Seminar on anti-human trafficking attracts 263 participants


SIBU: A seminar on ‘Prevention and Fight against Human Traffic king Especially Women and Children and Border Crimes’ was yesterday held at the Tanahmas Hotel here, attracting 263 participants.

It was organised by Malaysia Children Welfare Council (MCWC) and Sibu Resident’s Office and supported by the Secretariat of the Council for Anti-Trafficking in Persons and Anti-Smuggling of Migrants.

Speaking at the seminar, MCWC vice president Datuk Dr Raj Karim said it was organised as a platform to create strategies to fight against this cruel crime.

“This is a global phenomena and no country is an exception. Globally, 70 per cent of the victims consist of women while 50 per cent involved children below 18 years old.

“United Nations Children’s Fund (Unicef) estimated that more than 30 million teenagers and children had been sexually exploited in Asia alone,” she pointed out.

She said women and children were the major victims because of the huge demand for them in the industries.

According to her, human trafficking has become a problem because of the profit it brings, which is between US$5 billion and US$6 billion a year.

“If we could reduce the demand, then there is no problem for us to stop this crime from happening,” she said.

She also said that children and women were the easy targets because most of them came from poor families, and were less educated.

“Victims were cheated with a promise of a better life and would be brought to other countries as sex slaves or forced labours,” she said.

Dr Raj also pointed out that babies were sold as adopted children without legal process, and then would be exploited as sex slaves in the pornography industry, as beggars, child labours, and for organs selling.

She said the victims would usually be physically abused, psychologically and emotionally traumatised, adding without education opportunity, health care, rest and contact to the outside world, the victims would experience abuse, diseases or even death.

“There is a case in Seremban where an Indian was trafficked with a friend and was trapped for about a year.

“When this victim attempted to run away, the abuser beat the victim up and the victim suffered broken bones all over the body. This victim was just lucky to be alive. Nobody knows what happened to the friend,” she said.

Meanwhile, Inspector Heng Kok How from Sibu Police Crime Investigation Department, in his presentation, said Malaysia was listed in the ‘watch-list’ of the annual report of US Department of State last year.

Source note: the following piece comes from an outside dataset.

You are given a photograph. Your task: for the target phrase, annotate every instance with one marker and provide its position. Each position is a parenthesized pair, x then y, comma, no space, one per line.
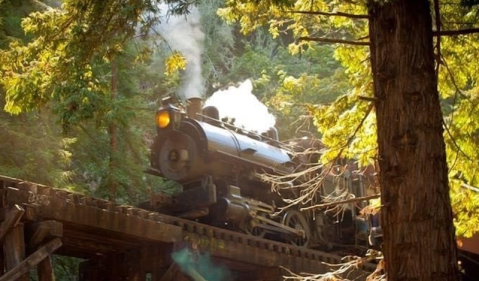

He said this was because Malaysia was a destination for sex trafficking, where there were cases of forced labour which involved women, men and children.

“Employers in Malaysia were said to have been keeping foreign workers’ passports for security reason.

“From 2008 until 2011, the nation has recorded 224 cases of sex exploitation, 87 forced labour cases, 31 baby selling cases and 26 cases of smuggling of migrants,” he said.